La situation internationale est désormais marquée par un approfondissement et une accélération des tendances qui étaient perceptibles il y a déjà dix ans : la puissance américaine est de plus en plus contestée, on assiste à l’émergence de nouvelles institutions internationales et dans le même temps les anciennes institutions, soient héritées de la fin de la seconde guerre mondiale (comme le FMI et la Banque Mondiale) soit de la guerre froide (comme l’OTAN) se transforment.
Mais ces tendances laissent en suspens la question de l’organisation globale de la scène internationale. Elles peuvent s’accommoder de résultats très différents, et les risques qui peuvent être associés à certains de ces résultats devraient nous inciter à prendre au sérieux la question de la construction d’un « nouvel ordre mondial » conçu non pas comme une organisation supranationale mais comme un cadre de coopération et de concertation entre les États.
La mise à nu des limites de la puissance américaine
La fin de l’Union soviétique avait laissé les Etats-Unis comme la seule superpuissance existante. On avait même forgé à son sujet le vocable d’hyperpuissance. Le XXIè siècle s’annonçait comme le siècle américain. Mais, les États-Unis se sont avérés être incapables d’assumer les responsabilités qui leurs étaient échues. Entre les échecs géopolitiques, et financiers, ce sont eux qui ont – à leur insu – mit fin à cette tentative avortée de donner naissance au siècle américain.
La véritable rupture s’est produite sur plusieurs terrains.
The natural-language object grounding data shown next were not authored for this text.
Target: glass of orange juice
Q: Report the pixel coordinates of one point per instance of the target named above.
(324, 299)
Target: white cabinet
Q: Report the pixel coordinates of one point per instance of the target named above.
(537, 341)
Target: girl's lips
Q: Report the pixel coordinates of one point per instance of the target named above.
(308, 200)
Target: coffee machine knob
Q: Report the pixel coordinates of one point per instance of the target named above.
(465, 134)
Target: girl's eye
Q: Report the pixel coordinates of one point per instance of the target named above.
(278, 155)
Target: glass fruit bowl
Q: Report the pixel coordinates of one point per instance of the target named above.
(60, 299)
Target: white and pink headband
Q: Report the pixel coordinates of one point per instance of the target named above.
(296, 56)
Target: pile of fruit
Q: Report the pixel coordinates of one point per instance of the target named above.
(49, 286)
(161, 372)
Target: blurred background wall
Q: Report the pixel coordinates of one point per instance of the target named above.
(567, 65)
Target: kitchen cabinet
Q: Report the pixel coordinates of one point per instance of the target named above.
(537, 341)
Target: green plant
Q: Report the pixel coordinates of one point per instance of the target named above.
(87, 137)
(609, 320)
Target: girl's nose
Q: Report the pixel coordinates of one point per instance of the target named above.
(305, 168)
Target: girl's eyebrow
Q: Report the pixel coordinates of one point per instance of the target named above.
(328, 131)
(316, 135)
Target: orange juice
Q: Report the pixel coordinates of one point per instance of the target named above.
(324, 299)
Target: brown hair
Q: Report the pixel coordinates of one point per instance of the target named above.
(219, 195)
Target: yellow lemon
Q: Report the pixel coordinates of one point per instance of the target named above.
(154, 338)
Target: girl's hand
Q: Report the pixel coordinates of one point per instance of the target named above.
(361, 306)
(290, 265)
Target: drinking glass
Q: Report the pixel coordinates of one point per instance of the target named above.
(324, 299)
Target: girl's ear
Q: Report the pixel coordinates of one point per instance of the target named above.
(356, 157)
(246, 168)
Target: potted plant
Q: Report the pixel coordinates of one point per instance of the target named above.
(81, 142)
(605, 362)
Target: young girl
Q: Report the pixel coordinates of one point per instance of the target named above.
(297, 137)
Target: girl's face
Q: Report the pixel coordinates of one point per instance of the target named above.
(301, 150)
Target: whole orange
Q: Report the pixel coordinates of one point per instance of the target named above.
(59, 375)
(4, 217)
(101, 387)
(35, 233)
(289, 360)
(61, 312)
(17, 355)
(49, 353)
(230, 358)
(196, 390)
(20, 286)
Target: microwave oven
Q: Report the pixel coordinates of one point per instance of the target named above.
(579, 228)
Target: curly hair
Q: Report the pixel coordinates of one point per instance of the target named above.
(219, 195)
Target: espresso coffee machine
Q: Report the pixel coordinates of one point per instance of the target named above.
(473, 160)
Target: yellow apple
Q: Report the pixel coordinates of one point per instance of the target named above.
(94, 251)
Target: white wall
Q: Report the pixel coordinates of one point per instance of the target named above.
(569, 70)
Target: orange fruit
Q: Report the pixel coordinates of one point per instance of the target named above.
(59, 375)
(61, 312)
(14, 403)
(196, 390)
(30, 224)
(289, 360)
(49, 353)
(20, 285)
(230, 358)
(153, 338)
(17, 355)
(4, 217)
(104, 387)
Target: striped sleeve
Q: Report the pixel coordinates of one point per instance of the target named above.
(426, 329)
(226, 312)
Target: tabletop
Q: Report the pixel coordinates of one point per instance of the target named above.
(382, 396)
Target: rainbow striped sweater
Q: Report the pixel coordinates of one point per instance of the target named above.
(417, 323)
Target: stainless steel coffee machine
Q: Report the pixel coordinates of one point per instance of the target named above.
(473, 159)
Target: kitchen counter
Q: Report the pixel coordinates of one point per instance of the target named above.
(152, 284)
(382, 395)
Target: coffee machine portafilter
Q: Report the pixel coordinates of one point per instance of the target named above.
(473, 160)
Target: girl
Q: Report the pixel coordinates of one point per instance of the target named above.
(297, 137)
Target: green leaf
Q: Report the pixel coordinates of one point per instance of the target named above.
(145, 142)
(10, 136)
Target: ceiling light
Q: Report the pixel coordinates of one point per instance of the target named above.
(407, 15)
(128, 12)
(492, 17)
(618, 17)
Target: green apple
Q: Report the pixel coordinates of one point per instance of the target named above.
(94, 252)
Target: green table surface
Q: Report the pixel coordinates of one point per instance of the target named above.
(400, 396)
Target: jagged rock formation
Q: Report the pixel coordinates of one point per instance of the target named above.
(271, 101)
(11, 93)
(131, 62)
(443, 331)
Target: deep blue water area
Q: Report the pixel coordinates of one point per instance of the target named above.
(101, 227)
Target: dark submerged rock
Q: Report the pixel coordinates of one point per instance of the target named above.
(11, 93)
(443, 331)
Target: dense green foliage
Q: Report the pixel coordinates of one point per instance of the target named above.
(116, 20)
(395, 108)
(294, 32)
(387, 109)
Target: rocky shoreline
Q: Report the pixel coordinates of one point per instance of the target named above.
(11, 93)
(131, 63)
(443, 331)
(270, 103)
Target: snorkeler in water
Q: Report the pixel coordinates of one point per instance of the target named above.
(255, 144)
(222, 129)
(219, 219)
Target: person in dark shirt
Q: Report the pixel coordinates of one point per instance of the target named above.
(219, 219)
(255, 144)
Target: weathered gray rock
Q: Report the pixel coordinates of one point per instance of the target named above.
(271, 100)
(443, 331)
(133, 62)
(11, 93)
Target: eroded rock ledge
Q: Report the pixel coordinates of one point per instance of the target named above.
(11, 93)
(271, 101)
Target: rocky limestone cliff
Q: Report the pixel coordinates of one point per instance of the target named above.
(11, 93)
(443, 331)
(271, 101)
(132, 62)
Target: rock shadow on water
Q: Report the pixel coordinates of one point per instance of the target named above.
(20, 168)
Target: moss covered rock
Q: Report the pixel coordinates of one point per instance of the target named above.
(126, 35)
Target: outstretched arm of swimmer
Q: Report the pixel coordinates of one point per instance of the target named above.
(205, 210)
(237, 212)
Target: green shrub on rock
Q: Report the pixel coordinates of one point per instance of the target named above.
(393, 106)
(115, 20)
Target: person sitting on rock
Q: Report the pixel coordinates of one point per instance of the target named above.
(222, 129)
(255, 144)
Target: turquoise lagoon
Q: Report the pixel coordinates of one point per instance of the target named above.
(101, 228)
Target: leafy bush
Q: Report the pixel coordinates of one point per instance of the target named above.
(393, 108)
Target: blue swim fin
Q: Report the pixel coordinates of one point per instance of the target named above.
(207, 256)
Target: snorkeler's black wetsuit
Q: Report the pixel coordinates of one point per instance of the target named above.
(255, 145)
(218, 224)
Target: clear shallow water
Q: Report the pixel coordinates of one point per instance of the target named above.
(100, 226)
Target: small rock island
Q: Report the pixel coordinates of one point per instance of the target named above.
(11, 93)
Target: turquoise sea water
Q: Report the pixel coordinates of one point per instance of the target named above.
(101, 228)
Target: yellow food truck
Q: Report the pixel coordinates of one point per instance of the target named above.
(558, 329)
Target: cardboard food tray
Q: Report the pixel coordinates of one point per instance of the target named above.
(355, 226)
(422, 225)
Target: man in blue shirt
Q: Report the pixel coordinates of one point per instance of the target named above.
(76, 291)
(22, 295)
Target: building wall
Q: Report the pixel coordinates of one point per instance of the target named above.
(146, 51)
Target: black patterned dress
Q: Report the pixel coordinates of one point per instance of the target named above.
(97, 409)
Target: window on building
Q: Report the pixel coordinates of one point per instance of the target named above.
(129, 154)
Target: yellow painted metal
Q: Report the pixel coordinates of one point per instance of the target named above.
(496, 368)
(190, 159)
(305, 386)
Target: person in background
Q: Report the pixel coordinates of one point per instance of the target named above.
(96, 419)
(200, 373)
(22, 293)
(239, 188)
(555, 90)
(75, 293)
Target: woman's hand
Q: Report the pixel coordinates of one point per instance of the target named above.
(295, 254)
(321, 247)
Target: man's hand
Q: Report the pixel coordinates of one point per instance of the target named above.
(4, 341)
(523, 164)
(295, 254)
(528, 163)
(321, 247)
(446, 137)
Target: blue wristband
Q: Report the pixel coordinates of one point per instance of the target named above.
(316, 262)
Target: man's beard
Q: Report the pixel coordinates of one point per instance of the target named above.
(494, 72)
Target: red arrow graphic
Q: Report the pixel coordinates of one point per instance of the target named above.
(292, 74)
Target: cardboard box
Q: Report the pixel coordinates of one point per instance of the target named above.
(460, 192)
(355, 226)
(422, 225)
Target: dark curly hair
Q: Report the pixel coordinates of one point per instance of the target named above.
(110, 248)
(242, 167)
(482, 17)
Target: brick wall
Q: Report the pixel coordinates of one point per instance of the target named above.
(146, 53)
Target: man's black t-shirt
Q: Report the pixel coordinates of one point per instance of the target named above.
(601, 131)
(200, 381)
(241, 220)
Elle a eu lieu, en économie, durant la crise financière internationale de 1997-1999 et dans les événements qui ont suivi. Cette crise a démontré que les États-Unis, et les institutions qu’ils contrôlaient, étaient incapables de maîtriser la libéralisation financière internationale qu’ils avaient suscitée et imposée à de nombreux pays. De manière significative, ce fut la Chine qui assura, lors de ce que l’on a appelé la « crise asiatique », par une politique responsable, la stabilité de l’Extrême-Orient alors que les prescriptions américaines échouaient en Indonésie et étaient ouvertement rejetées en Malaisie. Cette crise a aussi été le tournant décisif dans l’histoire de la Russie post-soviétique. L’effet immédiat du krach d’août 1998 avait semblé dévastateur.
Le pays avait été contraint à faire défaut sur sa dette et son système bancaire était en miettes. Pourtant, loin de signifier la fin de la Russie, cette crise a été le signal d’un renouveau du pays. S’écartant progressivement des thèses néolibérales qui avaient dominé les années 1990, la Russie s’est reconstruite autour d’un projet national et industrialiste. La mise à nu des limites de la puissance des États-Unis et l’émergence (ou la réémergence) d’acteurs concurrents (Chine, puis Russie) ont été la partie visible du choc induit par ces événements. La crise a aussi amené de nombreux pays à modifier leurs stratégies économiques, les conduisant à des politiques commerciales très agressives dont l’addition provoque aujourd’hui une fragilisation générale de l’économie mondiale.
Cette rupture a aussi eu lieu en géopolitique. Le pivotement de la politique américaine était déjà notoire avec l’engagement croissant des Etats-Unis dans la crise des Balkans dans les années 1990. Il devait cependant se manifester avec force lors de l’invasion de l’Irak en 2003. Cette invasion a été le point le plus haut atteint par un trouble politique que l’on peut identifier comme un interventionnisme providentialiste dans la politique américaine. Cet interventionnisme providentialiste a ouvert la voie aux guerres sectaires que l’on voit se développer aujourd’hui, et dont le soit-disant « État Islamique » n’est qu’une forme particulièrement radicale.